MEET A HERETIC: Michael Servetus  (1511 - 1553)

        As a youth he had been a zealous Catholic. But he began studying the Bible and the writings of the Reformers, and this reading transformed him into an opponent of the papacy. His thoughts began to circle incessantly around the figure of Christ, whom he hailed as his sole master. He enjoined Christians to forget the Christ of dogma and return to the Christ of the Bible.

Protestantism, Servetus held, had committed the serious error of accepting dogmas that had formed during the first three centuries of Christianity in that organization which developed at Rome.

        John Calvin (Reformer) had written to Guillaume Farel (a great orator of the Reformation, who first converted Geneva to protestantism): "If he [Servetus] comes here [to Geneva] I will not let him depart alive."
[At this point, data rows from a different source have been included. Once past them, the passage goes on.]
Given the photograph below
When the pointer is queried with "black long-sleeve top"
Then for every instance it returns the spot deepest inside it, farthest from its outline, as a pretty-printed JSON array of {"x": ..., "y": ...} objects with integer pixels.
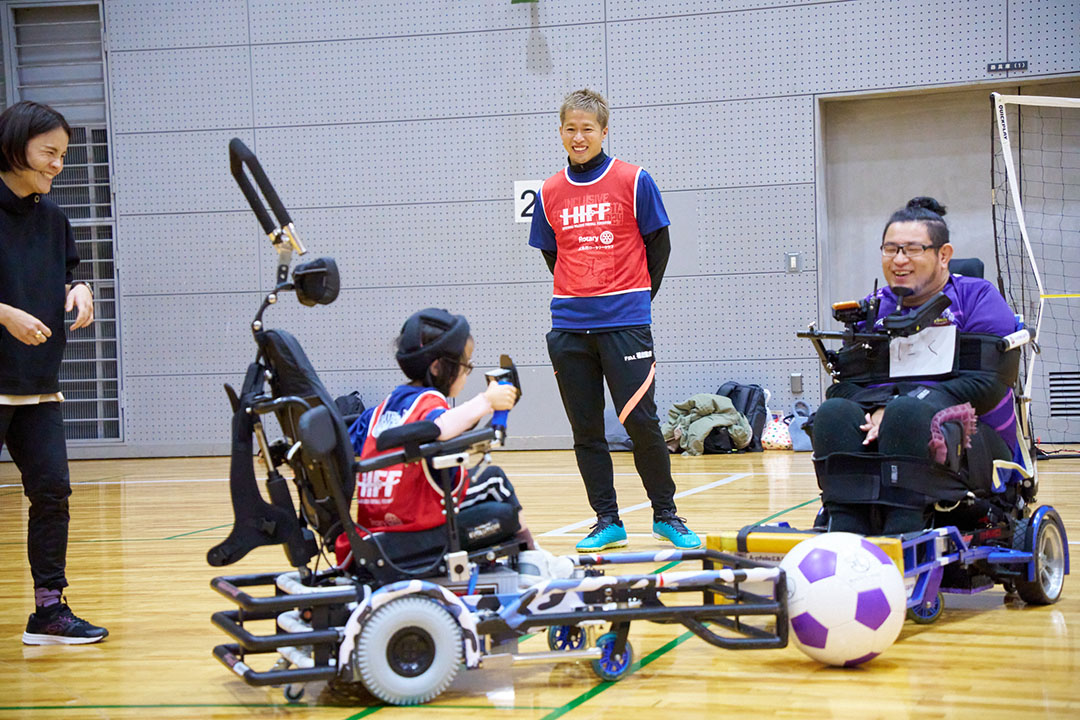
[{"x": 37, "y": 258}]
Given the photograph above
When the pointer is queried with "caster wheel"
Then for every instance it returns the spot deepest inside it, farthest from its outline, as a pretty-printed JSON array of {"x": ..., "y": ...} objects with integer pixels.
[
  {"x": 609, "y": 666},
  {"x": 922, "y": 614},
  {"x": 1048, "y": 547},
  {"x": 408, "y": 651},
  {"x": 565, "y": 637}
]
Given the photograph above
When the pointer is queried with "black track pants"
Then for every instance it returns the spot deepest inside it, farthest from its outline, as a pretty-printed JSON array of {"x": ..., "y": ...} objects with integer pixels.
[
  {"x": 624, "y": 358},
  {"x": 35, "y": 438}
]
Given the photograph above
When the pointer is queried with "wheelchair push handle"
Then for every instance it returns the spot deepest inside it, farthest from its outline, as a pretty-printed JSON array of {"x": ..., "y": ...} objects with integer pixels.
[{"x": 240, "y": 155}]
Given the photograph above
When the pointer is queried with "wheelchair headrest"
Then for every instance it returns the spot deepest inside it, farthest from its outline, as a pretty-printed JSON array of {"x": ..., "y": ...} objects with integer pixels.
[{"x": 969, "y": 267}]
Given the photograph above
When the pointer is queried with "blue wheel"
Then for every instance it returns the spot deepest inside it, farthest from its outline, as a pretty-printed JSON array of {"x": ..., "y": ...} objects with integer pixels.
[
  {"x": 609, "y": 666},
  {"x": 566, "y": 637},
  {"x": 923, "y": 614}
]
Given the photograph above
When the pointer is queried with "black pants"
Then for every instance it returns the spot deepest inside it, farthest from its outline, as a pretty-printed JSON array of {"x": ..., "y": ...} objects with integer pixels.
[
  {"x": 904, "y": 431},
  {"x": 624, "y": 358},
  {"x": 35, "y": 438}
]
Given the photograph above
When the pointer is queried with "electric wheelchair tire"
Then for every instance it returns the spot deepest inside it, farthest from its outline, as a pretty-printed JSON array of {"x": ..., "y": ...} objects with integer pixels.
[
  {"x": 923, "y": 615},
  {"x": 1048, "y": 549},
  {"x": 408, "y": 651},
  {"x": 609, "y": 666},
  {"x": 565, "y": 637}
]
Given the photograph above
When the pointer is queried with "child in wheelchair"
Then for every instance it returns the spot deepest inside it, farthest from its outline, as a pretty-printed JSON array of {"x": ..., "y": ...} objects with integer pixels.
[{"x": 404, "y": 503}]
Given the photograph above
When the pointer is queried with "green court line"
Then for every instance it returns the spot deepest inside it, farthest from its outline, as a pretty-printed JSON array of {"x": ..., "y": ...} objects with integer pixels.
[
  {"x": 660, "y": 651},
  {"x": 784, "y": 512},
  {"x": 196, "y": 532},
  {"x": 133, "y": 540},
  {"x": 656, "y": 654},
  {"x": 160, "y": 706}
]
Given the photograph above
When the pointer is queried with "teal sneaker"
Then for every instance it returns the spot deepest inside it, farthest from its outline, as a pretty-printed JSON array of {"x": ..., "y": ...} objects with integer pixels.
[
  {"x": 671, "y": 527},
  {"x": 607, "y": 533}
]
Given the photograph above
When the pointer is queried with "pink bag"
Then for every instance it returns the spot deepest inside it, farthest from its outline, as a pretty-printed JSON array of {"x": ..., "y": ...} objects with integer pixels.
[{"x": 775, "y": 435}]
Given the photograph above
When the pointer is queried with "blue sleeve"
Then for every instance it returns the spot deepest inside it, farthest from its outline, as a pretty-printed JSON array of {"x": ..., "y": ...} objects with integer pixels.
[
  {"x": 359, "y": 430},
  {"x": 540, "y": 232},
  {"x": 651, "y": 215},
  {"x": 433, "y": 415}
]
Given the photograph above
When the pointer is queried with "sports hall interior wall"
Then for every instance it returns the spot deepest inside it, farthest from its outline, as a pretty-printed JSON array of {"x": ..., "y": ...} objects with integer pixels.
[{"x": 393, "y": 132}]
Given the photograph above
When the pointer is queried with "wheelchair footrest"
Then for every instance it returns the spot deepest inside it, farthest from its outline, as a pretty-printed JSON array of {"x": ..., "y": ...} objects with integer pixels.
[{"x": 231, "y": 656}]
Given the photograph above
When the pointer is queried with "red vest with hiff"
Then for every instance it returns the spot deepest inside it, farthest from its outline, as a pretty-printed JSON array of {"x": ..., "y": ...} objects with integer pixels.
[
  {"x": 601, "y": 250},
  {"x": 404, "y": 497}
]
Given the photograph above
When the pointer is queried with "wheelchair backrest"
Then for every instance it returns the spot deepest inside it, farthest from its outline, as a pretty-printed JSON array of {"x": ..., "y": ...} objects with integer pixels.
[{"x": 292, "y": 374}]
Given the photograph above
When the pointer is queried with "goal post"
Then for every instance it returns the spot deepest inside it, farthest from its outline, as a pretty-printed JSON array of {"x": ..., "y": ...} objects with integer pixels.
[{"x": 1036, "y": 205}]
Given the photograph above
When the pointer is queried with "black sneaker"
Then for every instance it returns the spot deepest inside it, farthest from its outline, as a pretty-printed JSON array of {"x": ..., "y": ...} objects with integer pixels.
[
  {"x": 671, "y": 527},
  {"x": 59, "y": 626}
]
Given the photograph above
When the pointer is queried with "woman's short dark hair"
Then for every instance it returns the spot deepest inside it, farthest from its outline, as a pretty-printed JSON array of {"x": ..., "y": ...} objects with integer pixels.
[
  {"x": 927, "y": 211},
  {"x": 18, "y": 125}
]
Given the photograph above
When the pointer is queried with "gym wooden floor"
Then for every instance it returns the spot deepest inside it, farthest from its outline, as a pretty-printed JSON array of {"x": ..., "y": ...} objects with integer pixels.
[{"x": 136, "y": 562}]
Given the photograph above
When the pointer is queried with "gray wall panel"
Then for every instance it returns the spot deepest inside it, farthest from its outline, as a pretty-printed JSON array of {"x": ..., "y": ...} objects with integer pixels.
[
  {"x": 178, "y": 173},
  {"x": 181, "y": 410},
  {"x": 169, "y": 90},
  {"x": 277, "y": 21},
  {"x": 391, "y": 246},
  {"x": 798, "y": 50},
  {"x": 1045, "y": 34},
  {"x": 409, "y": 162},
  {"x": 359, "y": 330},
  {"x": 187, "y": 335},
  {"x": 431, "y": 77},
  {"x": 717, "y": 145},
  {"x": 194, "y": 253},
  {"x": 750, "y": 229},
  {"x": 710, "y": 317},
  {"x": 622, "y": 10},
  {"x": 149, "y": 24},
  {"x": 393, "y": 133}
]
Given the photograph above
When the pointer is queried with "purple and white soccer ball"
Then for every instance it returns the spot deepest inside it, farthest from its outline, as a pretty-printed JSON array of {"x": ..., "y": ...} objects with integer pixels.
[{"x": 846, "y": 598}]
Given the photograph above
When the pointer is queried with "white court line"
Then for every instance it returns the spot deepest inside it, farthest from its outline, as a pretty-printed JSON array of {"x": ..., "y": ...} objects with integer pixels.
[
  {"x": 709, "y": 486},
  {"x": 181, "y": 480}
]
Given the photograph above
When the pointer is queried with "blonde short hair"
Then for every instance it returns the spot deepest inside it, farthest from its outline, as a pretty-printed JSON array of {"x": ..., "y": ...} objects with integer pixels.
[{"x": 588, "y": 100}]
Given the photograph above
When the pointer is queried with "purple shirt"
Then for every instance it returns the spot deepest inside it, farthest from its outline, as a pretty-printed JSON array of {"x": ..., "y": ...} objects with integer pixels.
[{"x": 977, "y": 307}]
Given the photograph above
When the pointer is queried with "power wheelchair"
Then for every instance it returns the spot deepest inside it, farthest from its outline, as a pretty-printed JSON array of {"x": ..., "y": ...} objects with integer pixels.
[
  {"x": 985, "y": 528},
  {"x": 407, "y": 610}
]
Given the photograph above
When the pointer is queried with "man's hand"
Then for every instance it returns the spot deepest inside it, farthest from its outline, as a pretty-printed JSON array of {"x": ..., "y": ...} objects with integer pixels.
[
  {"x": 23, "y": 326},
  {"x": 80, "y": 297},
  {"x": 873, "y": 424}
]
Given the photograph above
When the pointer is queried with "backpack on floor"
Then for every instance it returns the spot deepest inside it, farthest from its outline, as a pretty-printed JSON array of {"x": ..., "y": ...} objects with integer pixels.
[{"x": 750, "y": 401}]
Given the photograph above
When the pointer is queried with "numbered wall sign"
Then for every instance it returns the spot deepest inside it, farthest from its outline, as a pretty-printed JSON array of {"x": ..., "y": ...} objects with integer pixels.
[{"x": 525, "y": 199}]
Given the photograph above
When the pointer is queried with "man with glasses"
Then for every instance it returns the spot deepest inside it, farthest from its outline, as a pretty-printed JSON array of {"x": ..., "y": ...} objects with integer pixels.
[{"x": 894, "y": 418}]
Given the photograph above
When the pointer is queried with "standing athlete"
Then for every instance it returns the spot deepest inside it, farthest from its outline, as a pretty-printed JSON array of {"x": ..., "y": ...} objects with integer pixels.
[{"x": 603, "y": 230}]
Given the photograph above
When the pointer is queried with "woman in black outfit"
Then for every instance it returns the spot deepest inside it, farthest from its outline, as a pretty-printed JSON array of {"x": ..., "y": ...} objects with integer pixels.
[{"x": 37, "y": 259}]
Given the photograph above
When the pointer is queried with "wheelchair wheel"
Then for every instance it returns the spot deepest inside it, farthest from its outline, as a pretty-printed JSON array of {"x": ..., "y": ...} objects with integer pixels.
[
  {"x": 1048, "y": 551},
  {"x": 408, "y": 651},
  {"x": 922, "y": 614},
  {"x": 609, "y": 666},
  {"x": 565, "y": 637}
]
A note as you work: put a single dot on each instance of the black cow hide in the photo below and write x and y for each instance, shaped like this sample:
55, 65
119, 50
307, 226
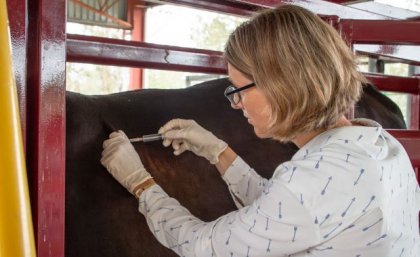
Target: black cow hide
102, 219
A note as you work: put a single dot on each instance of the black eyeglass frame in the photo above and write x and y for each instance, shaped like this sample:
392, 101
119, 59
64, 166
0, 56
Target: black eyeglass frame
236, 90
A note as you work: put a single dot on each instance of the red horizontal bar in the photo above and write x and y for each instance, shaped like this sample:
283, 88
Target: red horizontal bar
318, 6
104, 51
116, 52
410, 139
213, 5
381, 31
410, 85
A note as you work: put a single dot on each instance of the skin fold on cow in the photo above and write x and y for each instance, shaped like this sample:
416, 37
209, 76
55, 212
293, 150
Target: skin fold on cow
101, 216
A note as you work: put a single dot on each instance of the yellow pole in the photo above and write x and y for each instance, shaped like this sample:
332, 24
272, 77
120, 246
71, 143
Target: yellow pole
16, 232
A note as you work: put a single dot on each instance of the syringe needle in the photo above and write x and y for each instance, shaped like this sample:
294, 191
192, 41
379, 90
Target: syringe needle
147, 138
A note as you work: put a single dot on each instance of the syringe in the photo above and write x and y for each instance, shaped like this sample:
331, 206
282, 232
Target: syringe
147, 138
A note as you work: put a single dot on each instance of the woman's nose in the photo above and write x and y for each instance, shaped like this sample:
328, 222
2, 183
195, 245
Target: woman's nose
236, 106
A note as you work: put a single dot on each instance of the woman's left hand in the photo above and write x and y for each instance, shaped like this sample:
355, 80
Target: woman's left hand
122, 161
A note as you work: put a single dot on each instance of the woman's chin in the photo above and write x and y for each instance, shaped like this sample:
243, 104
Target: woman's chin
261, 133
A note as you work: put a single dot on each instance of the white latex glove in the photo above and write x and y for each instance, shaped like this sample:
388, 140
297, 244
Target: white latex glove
188, 135
123, 162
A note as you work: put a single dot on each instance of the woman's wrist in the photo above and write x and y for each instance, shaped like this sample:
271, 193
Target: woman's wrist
140, 188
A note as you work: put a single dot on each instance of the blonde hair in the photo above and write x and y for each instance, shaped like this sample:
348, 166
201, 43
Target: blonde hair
301, 64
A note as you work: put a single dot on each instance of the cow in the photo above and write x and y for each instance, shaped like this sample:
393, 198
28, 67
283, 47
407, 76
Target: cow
102, 219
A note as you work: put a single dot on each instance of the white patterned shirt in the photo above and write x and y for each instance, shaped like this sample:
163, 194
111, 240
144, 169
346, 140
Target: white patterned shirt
350, 191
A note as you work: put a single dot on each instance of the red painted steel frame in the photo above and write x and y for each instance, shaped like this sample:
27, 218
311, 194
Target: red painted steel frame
381, 31
231, 7
17, 22
46, 123
410, 139
410, 85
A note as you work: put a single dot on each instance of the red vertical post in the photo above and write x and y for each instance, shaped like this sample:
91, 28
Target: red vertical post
17, 23
136, 74
415, 112
46, 122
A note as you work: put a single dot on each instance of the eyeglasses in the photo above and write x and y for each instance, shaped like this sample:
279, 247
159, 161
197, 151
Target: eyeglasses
233, 94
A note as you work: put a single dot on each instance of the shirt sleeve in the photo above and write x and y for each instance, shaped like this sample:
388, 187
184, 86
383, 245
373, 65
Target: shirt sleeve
270, 226
245, 185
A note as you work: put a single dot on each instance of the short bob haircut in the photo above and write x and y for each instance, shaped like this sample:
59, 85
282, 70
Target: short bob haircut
301, 64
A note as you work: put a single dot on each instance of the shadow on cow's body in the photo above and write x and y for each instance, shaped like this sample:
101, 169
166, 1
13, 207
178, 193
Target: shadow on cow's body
101, 216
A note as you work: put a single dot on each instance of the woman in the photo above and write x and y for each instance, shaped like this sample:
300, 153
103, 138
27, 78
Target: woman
349, 191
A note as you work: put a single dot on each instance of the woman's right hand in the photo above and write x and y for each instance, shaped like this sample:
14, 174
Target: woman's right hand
188, 135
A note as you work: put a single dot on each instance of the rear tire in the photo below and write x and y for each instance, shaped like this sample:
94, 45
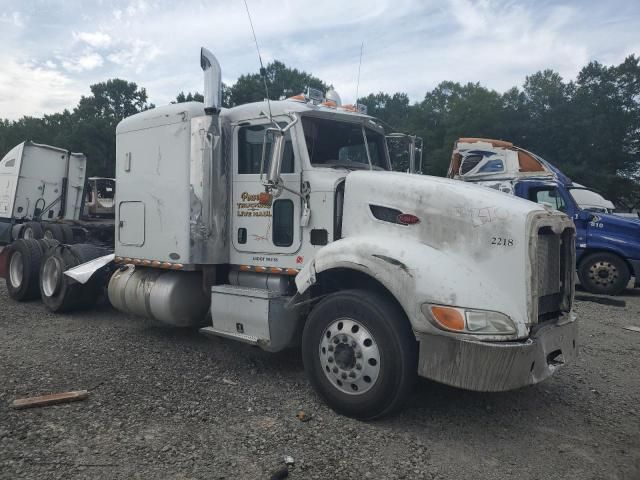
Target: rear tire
60, 293
360, 353
31, 231
604, 273
24, 261
56, 291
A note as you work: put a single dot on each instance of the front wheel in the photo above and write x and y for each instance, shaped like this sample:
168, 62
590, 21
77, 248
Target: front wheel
603, 273
360, 353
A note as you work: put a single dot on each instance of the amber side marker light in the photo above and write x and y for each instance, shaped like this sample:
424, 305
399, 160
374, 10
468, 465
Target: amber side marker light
449, 318
407, 219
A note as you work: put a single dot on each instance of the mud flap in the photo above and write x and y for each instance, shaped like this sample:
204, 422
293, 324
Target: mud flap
4, 261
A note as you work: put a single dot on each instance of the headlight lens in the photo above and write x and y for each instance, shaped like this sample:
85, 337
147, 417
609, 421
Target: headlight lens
478, 322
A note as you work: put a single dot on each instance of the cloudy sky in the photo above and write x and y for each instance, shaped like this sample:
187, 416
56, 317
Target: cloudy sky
51, 51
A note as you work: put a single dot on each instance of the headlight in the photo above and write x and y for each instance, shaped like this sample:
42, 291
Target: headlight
478, 322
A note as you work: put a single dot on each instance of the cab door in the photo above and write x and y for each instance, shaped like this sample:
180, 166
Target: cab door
271, 227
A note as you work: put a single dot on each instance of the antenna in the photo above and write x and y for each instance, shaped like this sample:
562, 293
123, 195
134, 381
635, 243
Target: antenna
263, 71
359, 66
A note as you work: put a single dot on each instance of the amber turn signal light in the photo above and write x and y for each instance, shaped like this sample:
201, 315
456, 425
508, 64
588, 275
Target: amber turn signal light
449, 318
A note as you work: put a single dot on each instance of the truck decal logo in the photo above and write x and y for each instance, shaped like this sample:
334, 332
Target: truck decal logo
502, 241
481, 216
252, 205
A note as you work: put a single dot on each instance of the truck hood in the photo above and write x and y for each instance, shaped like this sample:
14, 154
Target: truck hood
487, 237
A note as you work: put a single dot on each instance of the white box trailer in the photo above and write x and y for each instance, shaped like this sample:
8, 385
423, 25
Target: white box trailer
280, 224
40, 182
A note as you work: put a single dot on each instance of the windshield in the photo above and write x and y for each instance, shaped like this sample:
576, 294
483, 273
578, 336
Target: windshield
590, 200
332, 143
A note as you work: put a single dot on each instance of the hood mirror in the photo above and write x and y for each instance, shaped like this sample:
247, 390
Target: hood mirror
275, 141
212, 82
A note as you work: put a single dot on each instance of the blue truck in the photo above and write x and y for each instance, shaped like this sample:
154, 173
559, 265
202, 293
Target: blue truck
607, 243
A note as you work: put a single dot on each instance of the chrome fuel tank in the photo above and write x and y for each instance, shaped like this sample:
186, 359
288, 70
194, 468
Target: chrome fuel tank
172, 298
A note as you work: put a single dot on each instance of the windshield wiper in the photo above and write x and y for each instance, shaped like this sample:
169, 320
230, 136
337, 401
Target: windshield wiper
347, 165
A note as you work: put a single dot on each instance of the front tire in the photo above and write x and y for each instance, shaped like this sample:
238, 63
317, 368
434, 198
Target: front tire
604, 273
360, 353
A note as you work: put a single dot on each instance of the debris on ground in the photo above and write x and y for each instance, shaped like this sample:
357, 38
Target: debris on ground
52, 399
282, 472
613, 302
303, 416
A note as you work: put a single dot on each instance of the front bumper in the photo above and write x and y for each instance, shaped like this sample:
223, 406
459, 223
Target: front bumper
497, 366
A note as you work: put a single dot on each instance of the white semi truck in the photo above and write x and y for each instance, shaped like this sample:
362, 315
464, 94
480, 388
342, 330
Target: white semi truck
41, 187
279, 224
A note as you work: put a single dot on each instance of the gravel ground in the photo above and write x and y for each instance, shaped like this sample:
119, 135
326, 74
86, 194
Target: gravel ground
174, 404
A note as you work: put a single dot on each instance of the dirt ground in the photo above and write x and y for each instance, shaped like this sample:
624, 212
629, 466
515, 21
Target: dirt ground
174, 404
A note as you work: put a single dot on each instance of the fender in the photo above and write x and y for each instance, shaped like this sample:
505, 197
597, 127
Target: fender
416, 273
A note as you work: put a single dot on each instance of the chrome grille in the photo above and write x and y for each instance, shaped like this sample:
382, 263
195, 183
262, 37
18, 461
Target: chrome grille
551, 277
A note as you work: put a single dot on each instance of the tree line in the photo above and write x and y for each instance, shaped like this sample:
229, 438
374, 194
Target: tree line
589, 128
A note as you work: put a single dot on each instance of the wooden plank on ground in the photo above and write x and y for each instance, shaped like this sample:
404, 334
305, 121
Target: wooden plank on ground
52, 399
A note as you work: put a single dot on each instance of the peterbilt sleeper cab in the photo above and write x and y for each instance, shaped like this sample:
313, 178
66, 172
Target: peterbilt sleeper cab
280, 225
        Seven years later Servetus made the mistake of attending a sermon by Calvin. In church he was recognized, and there were officers ready to arrest him immediately after the services. He was made to stand trial. As an obstinate "heretic" he had all his property confiscated. It became a matter of prestige for Calvin to assert his power in this case; he was forced to push the condemnation of Servetus with all the means at his command. He wrote to Farel during the trial: "I hope that the verdict will call for the death penalty."

        On the morning of October 27, 1553 a silent procession led Servetus to the stake. When the executioner began his work, Servetus whispered with trembling voice: "Oh God, Oh God!" Farel, who walked alongside him, taunting him, snapped at him: "Have you nothing else to say?" Servetus replied to him: "What else might I do, but speak of God!" Thereupon he was lifted onto the pyre and chained to the stake. A wreath strewn with sulfur was placed on his head. When the faggots were ignited, a piercing cry of horror broke from him. "Mercy, mercy!" he cried. For more than half an hour the horrible agony continued, for the pyre had been made of half-green wood, which burned slowly. "Jesus, Son of the eternal God, have mercy on me," the tormented man cried from the midst of the flames.